The Gay Men’s Chorus of Los Angeles picked up a $10,000 grant for a national tour of a new work “to deliver a message of acceptance for young people.”

Meanwhile Feminist Press in New York, got a $30,000 grant to support the publication and promotion of fiction books. Feminist Press recently published and promoted a volume on “Radical Reproductive Justice” as well as “Johnny Would You Love Me if My D--k Were Bigger.”

“He’s a slut. He's a nerd. He’s a waiter, bored at work. This is his diary,” the promo for the book says.
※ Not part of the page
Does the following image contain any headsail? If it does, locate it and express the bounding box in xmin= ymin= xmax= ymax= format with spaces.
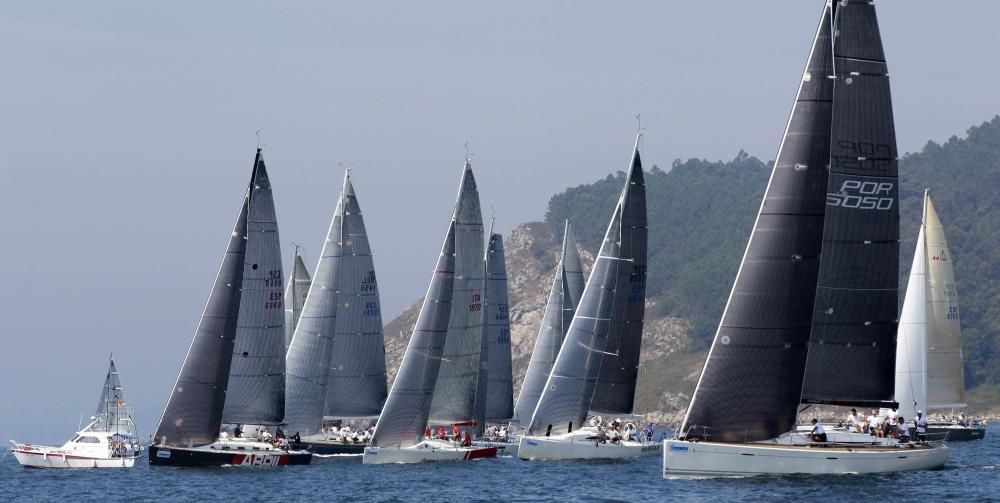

Additionally, “Rosie’s Theater Kids,” founded by O’Donnell, was granted $30,000 to back a summer and after-school musical theater training program for young people. O’Donnell and President Trump have publicly feuded for years and O’Donnell has recently started selling T-Shirts calling Trump a "Rapist, Cheat, Liar, Racist, Con Man, A--hole."

InterAct Inc., meanwhile, received a grant for $10,000 to promote the play “Sensitive Guys,” which the Free Beacon reports involves “female and ‘gender-non-conforming’ actors [playing] men who like to sit around and discuss ‘male privilege.’” It notes that it also benefits from the Minneapolis “trans theater works” grant.

The theater describes the play as a "social satire" on "complicity" and "what it really takes to face the patriarchy."

The New York Theatre Workshop was given a $40,000 grant to support the production of “An Ordinary Muslim.” This play focuses on a Muslim couple in London and says “we will all be forced to confront pressing questions about the nature of belonging and our own internal prejudices about that which is ‘other.’” 

"These NEA-supported projects are good examples of how the arts build stronger and more vibrant communities, improve well-being, prepare our children to succeed, and increase the quality of our lives," said NEA chairman Jane Chu announcing the grants. "At the National Endowment for the Arts, we believe that all people should have access to the joy, opportunities, and connections the arts bring."

But some conservative critics weren’t impressed by the identity-politics theme of some of the grants.

"NEA grants are a form of welfare for cultural elites, as a Heritage Foundation report famously put it two decades ago," said Sohrab Ahmari, a senior writer at Commentary magazine and the author of the 2016 book "The New Philistines: How Identity Politics Disfigure the Arts."

"Judging by the latest welfare beneficiaries, those elites' tastes remain as degraded as ever, eschewing the good, the beautiful and the true--and anything timeless and transcendent--in favor of soul-killing PC claptrap," he said.